You can even, as early as now, let them know where you think their priorities should lie. They have to listen. They need your vote, after all. And if they don’t think so, again, why not?

The barangay also plays an indispensable role in information dissemination and rooting out trafficking in persons and other crimes that negatively affect its citizens. | Photo courtesy of Professor Maria Ela Atienza

The barangay should be both your first and last line of defense against violence and criminality outside your home. It is designed to be where most disputes in your neighborhood are resolved.
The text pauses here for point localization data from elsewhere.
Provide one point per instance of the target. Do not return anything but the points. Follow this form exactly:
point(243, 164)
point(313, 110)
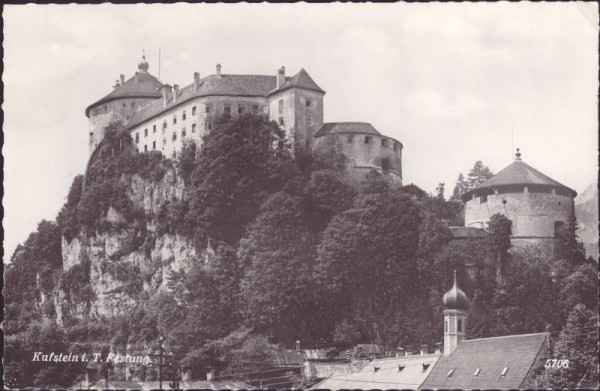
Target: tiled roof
point(518, 353)
point(406, 372)
point(141, 85)
point(467, 232)
point(346, 127)
point(299, 80)
point(518, 173)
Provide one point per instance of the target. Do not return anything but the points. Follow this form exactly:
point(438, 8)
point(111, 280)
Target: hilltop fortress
point(159, 117)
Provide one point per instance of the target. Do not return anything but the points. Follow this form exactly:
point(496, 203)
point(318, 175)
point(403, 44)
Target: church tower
point(456, 306)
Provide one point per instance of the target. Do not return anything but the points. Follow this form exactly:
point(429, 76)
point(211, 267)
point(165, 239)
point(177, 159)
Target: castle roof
point(346, 127)
point(487, 363)
point(300, 80)
point(141, 85)
point(519, 173)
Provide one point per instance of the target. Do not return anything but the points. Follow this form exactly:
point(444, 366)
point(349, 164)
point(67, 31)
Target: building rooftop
point(346, 127)
point(487, 363)
point(407, 372)
point(518, 173)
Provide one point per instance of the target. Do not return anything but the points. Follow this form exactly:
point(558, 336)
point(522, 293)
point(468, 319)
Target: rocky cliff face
point(126, 265)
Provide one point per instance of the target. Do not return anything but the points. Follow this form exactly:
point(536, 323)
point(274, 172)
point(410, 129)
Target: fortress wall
point(363, 156)
point(532, 214)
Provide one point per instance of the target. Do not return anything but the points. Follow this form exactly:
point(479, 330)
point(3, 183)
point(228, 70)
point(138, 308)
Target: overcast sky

It is intended to be where the solutions and policies most felt by and relevant to you are formed. If it isn’t, it should be. And it can be. With your vote.

Even if you are one of those people who think that barangay officials either just waste power or abuse it, on Monday, it is you who will be given power. The power to choose. What will you do with it? Will you abuse it by selling your vote? Will you waste it by not voting? For better or for worse, you may get the Barangay Hall you deserve. But at the very least, it will reveal to you the kind of citizen you want to be.

So one more time – with utmost sincerity and without exaggeration – the vote you cast on Monday may be the most important vote you will ever get to cast in your lifetime. But only if you believe it. If you don’t, your vote will matter as little as your barangay does to you. And no matter who wins, you will lose.


Vin Buenaagua holds a Bachelor of Arts Degree in Political Science from the University of the Philippines Diliman. He is currently a student of Law at San Beda College Alabang.